Nu werk maken van mobiliteitsproblemen
Urgentie overstijgt Beleidsplan Ruimte Vlaanderen
Onlangs heeft De Tijd bericht over de nefaste impact van mobiliteitshinder richting Brussel. Steeds meer investeerders blijken er weg te trekken, alsook nieuwe kantoren en jobs lijken naar de regio's te verschuiven. Maar ook de knooppunten in Vlaanderen krijgen steeds vaker af te rekenen met dichtslibbende wegen en mobiliteitshinder. De Vlaamse regering doet er daarom goed aan mobiliteit als de prioriteit naar voren te schuiven. Terwijl dit vandaag als ondergeschikt lijkt te worden beschouwd aan het Beleidsplan Ruimte Vlaanderen (BRV) dat stilaan in de pijplijn verstrikt zit. De Vlaamse Confederatie Bouw dringt er op aan dat het BRV het mobiliteitsplan Vlaanderen ten volle faciliteert en niet andersom.
Verzadiging van het wegennet en fileleed vragen een dringende aanpak. Ruimtelijke oplossingen kunnen evenwel slechts op lange termijn een oplossing bieden. Daarbij ligt in de plannen van de Vlaamse regering momenteel de nadruk op knooppunten, hoewel Nederlandse ervaringen leren dat eerder dient ingezet te worden op netwerken van collectieve vervoerspunten.
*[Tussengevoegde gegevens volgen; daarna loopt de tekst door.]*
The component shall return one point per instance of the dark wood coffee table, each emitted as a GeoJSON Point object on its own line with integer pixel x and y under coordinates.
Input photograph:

Dat brengt ons ook bij het feit dat spoorwegmobiliteit een federale aangelegenheid is, waar Vlaanderen weinig greep op heeft. Bij het herdenken van het vervoersnet vormen de shift van vrachtvervoer naar water en spoor, alsook de uitbouw van fietsinfrastructuur belangrijke hefbomen voor een vlottere mobiliteit.
Voorts zijn bijkomende investeringen nodig in de zogenaamde 'missing links' op het vlak van wegen-, water- en tramwerken. De Vlaamse overheid moet vermijden dat de realisatie van projecten steeds opnieuw wordt uitgesteld. Daarom lijkt het noodzakelijk dat na een onderzoeks- en consultatiefase van 4 jaar de regering en parlement kunnen beslissen over het al dan niet goedkeuren van grotere projecten. Momenteel vormen aanslepende discussies vaak een ernstige belemmering.
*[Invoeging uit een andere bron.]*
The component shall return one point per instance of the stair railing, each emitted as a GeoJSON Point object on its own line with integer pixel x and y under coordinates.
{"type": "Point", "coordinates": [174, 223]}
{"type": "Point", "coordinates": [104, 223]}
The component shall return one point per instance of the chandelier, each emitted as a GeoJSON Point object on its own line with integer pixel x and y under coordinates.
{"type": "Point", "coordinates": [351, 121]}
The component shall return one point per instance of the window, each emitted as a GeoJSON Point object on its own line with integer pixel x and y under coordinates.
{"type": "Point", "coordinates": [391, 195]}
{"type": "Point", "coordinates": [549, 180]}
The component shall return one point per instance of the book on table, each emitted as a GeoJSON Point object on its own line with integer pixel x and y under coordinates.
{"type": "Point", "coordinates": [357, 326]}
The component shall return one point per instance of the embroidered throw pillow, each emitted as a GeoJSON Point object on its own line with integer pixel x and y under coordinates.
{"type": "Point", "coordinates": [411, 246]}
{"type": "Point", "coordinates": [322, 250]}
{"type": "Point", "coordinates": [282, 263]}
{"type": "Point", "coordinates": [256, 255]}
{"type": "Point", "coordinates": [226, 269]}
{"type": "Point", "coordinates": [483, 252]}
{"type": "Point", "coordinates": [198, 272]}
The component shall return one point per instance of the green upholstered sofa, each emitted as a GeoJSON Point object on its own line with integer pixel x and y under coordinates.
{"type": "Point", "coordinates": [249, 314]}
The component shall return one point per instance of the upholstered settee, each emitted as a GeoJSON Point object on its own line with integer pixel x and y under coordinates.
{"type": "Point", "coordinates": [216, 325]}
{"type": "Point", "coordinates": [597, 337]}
Verwevenheid ja, maar doordachte aanpak is nodig
Functies zoals wonen, werken, recreatie enz. wil de overheid met haar BRV meer en meer verweven in verdichte kernen. Dat vormt uiteraard een bijkomende uitdaging voor onze mobiliteit: hoe kunnen grotere stromen van goederen en mensen binnen kernen worden opgevangen? Ook kan in specifieke gevallen die verwevenheid niet wenselijk zijn. Niet zozeer voor de dienstensector met zijn kantoorgebouwen, maar wat met industriële activiteiten en andere werkzaamheden die als hinder - lawaai, milieu, geur enz. - kunnen worden ervaren door de buurt? Denk maar aan een betoncentrale die heel moeilijk kan ingepland worden in of naast een woonwijk. Voorts dreigt die verwevenheid van wonen en ondernemen de beschikbare terreinen in verdicht gebied nog een stuk duurder te maken.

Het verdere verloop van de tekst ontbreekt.